# Miles to Points.....?



## benny (Mar 24, 2016)

Is there a place where I can look up AGR points? Like a trip calculator of a chart? Do miles equal points?

How would I go about calculating the amount of points I am going to be racking up on a certain trip?

Thanks

Benny


----------



## AmtrakBlue (Mar 24, 2016)

benny said:


> Is there a place where I can look up AGR points? Like a trip calculator of a chart? Do miles equal points?
> 
> How would I go about calculating the amount of points I am going to be racking up on a certain trip?
> 
> ...


It's based on $$ spent. 2 pts per $ on Amtrak purchases.


----------



## TinCan782 (Mar 24, 2016)

AmtrakBlue said:


> benny said:
> 
> 
> > Is there a place where I can look up AGR points?
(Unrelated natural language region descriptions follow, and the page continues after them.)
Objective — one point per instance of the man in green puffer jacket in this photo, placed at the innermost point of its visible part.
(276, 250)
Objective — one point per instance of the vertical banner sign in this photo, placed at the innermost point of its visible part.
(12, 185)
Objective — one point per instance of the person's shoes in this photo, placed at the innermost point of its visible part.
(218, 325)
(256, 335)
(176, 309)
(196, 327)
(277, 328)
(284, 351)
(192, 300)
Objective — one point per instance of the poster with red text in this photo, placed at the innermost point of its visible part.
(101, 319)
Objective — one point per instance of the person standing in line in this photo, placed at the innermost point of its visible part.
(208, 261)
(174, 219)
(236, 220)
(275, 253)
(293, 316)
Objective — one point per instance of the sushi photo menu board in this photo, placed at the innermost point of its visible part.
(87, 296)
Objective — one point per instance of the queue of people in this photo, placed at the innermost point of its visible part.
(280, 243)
Like a trip calculator of a chart? Do miles equal points?
> ...


If you have the BofA AGR credit card, an additional 3 points per dollar on top of Amtrak's 2 points per dollar.


----------



## the_traveler (Mar 25, 2016)

It's all based on the fare you paid when you bought your ticket. Someone who paid $326 will earn more AGR points than someone who paid $295 or $273 - even though they are all traveling the same distance.


----------



## KmH (Mar 25, 2016)

Get it straight from the horses mouth:

Amtrak Guest Rewards - EARN


----------